It was a bright, blue January morning. The university was bustling with students getting ready for the first day of exams.
Mohammed Alkaran, an associate professor of finance and accounting, was putting some finishing touches to some papers in his office.
Then, out of nowhere, chaos fell out of the sky.
“It was like a scene from a movie, but worse. It was the loudest noise you could ever imagine. Everything shook.”
The explosions struck an area between the University of Aleppo’s halls of residence and the architecture faculty.
Video footage of the aftermath showed buildings carved open, smouldering vehicles and body parts strewn across the street.
The attack, just more than two years ago, killed about 80 people and injured hundreds more. For the country, it marked a brutal new phase in the civil war where students had become legitimate targets.
For Mohammed, who escaped uninjured, it was the moment he realised it was time to flee with his wife and child.
He and his family are among the millions who have fled the country or been forcibly displaced by the fighting.
About 200 Syrians, like Mohammed and his family, have sought refuge in Ireland or been accepted under a special humanitarian programme since the conflict erupted.

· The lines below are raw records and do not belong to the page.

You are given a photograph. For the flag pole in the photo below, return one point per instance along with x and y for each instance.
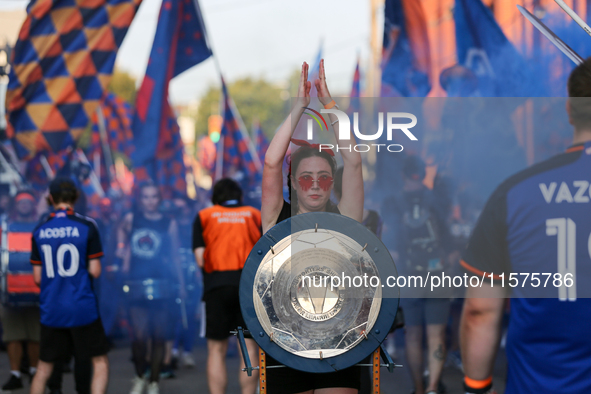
(105, 143)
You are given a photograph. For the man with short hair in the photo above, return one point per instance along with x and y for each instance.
(537, 224)
(66, 255)
(21, 324)
(223, 236)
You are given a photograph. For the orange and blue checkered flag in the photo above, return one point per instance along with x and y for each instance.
(236, 155)
(62, 64)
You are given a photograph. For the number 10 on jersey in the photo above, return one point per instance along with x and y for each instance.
(60, 255)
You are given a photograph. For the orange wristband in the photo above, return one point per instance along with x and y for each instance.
(477, 384)
(330, 105)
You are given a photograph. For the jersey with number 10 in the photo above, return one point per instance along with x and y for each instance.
(536, 230)
(63, 246)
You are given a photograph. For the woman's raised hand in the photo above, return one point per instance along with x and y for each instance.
(304, 87)
(323, 93)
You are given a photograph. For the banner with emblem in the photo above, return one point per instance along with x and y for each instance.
(483, 48)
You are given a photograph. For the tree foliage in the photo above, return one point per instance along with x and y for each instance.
(123, 84)
(255, 99)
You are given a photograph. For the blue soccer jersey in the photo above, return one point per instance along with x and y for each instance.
(537, 225)
(62, 246)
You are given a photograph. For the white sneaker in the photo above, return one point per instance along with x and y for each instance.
(153, 388)
(188, 360)
(139, 385)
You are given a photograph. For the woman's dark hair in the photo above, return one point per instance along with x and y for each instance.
(579, 91)
(63, 190)
(225, 190)
(145, 185)
(296, 158)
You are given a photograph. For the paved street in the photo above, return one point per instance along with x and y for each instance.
(194, 380)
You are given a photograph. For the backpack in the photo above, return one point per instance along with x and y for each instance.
(422, 235)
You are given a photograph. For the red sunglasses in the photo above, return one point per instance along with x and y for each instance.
(307, 182)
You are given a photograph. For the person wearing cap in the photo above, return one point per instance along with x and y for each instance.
(66, 252)
(21, 324)
(223, 236)
(418, 238)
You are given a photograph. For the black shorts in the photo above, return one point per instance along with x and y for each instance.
(83, 342)
(419, 311)
(222, 312)
(291, 381)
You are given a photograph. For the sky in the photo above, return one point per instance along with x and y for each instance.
(257, 38)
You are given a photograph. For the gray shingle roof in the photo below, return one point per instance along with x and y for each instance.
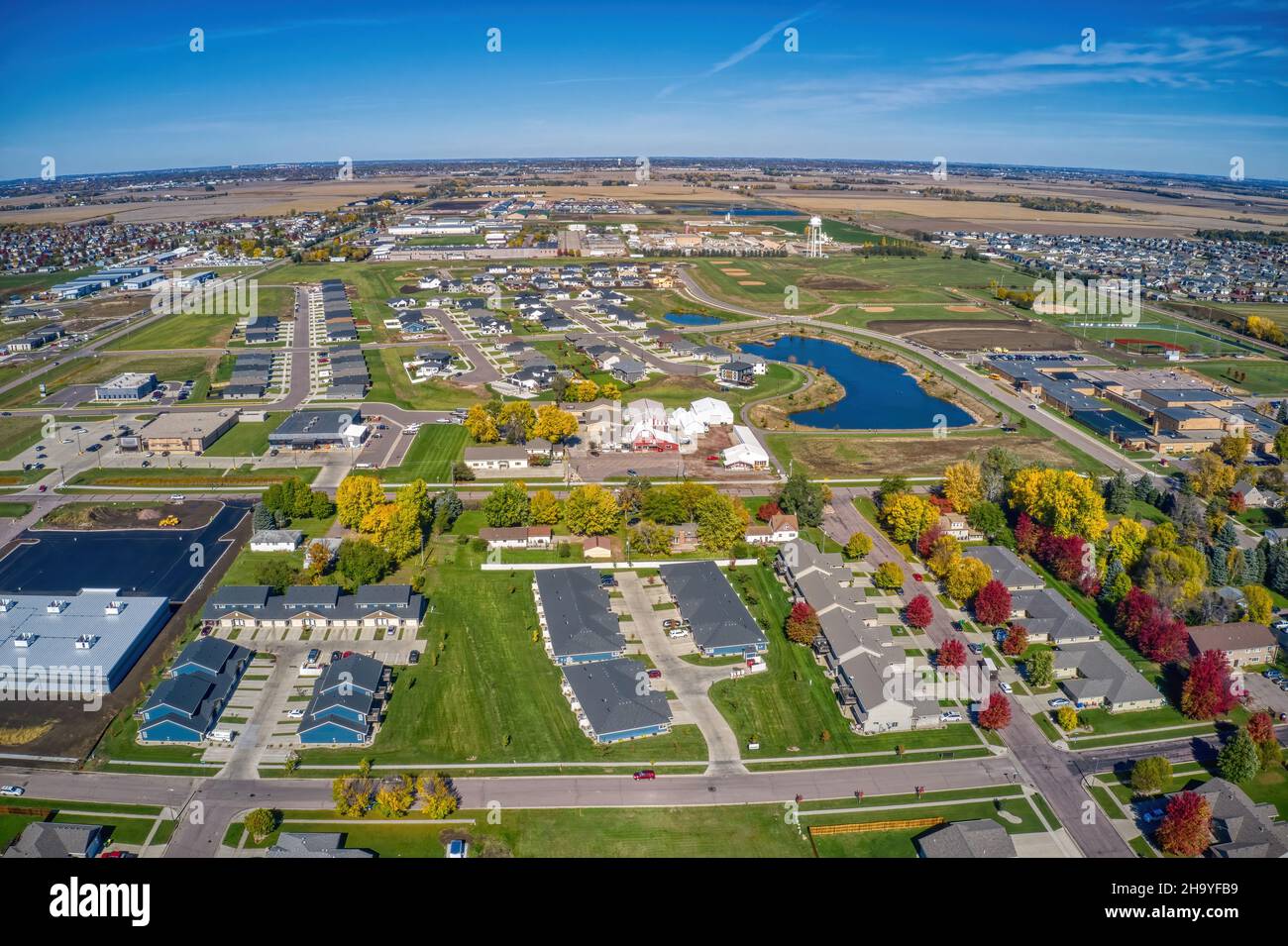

The UN's Refugee Agency has welcomed the Government's pledge to accept a further 200 or so Syrians over the next two years, but has called on authorities to find other avenues for admission to the country given the huge demand for resettlement.
Two years since the attack on the university, home for Mohammed and his family is a one-bedroom apartment in Dublin's Chapelizod. Their daughter sleeps on a bed between the sofa and the kitchen.
Haunted by memories
"There is no rational standard of comparison between our lives then and now. It was a matter of life and death in Syria – we are thankful to the Irish Government for everything."
But they are haunted by memories of their old lives in a city which now lies mostly in rubble and ruins. “It was a little bit of heaven,” said his wife, showing photos on a laptop computer of their home.
The rambling house, with antique furniture, had a tranquil, plant-filled terrace where they would sit out on summer evenings.
Mohammed had status, a comfortable income, was published widely as an academic and worked as a consultant to the United Nations.
The monstrous tragedy of the war like Syria’s drags whirlpools of smaller, more personal tragedies with it.
Both left behind family members – mothers, sisters and brothers – who they fear they may never see again.
Even before the fighting, they said there were numerous family members or friends who were kidnapped or simply disappeared. But they were determined to make their lives at home.
“I wanted us to stand our ground,” said Mohammed’s wife, who declined to give her name on the basis that she has family members in the region. “This was where we were from, where our family lives, where our parents’ graves are.”
But as the conflict escalated, the reasons for leaving began to mount. “The bombardment was like a lottery. Our daughter was ill with fear. At night-time, she would sleep in our bed and say, ‘If I die, please hold my hand. I don’t want to see God on my own’.
“We realised it wasn’t about us – it was about her. We couldn’t stand to see her suffering any more.”
In March 2013, they made for the border during a brief lull in fighting. For security reasons, they felt they couldn’t tell their wider family, except for a handful of relatives. They crossed with two bags of clothes, some identification and the one item their 10-year-old daughter was allowed to bring with her: a Disney DVD.
By the time they safely crossed deep into the border into Turkey, their daughter asked why there were no loud jets flying in the sky above.
When they boarded an aircraft at Istanbul, Mohammed slept for the first time in three days. His wife cried with relief.
Ireland made sense as a destination. They had been here a decade previously when Mohammed was studying in Manchester; their daughter ended up being born here in 2002.
Today, they are still adjusting to their new lives. Mohammed’s wife said whenever she hears a helicopter she freezes. Their daughter is thriving at school, after a difficult first year.
Mohammed hopes to find work one day as an associate professor and resume his academic career. “There is much done to help refugees. I would never underestimate that. But the policies and procedures can be improved. If for me there were . . . ways to transfer my skills so they are fully recognised, I would love to do this.”
For now, though, they count their blessings. They try to avoid the news most of the time, because it is too upsetting to watch. But reality intrudes regularly.
“At night-time, I think of all the people we left behind. You end up in tears, thinking about them or reading the news. We pray for them all.”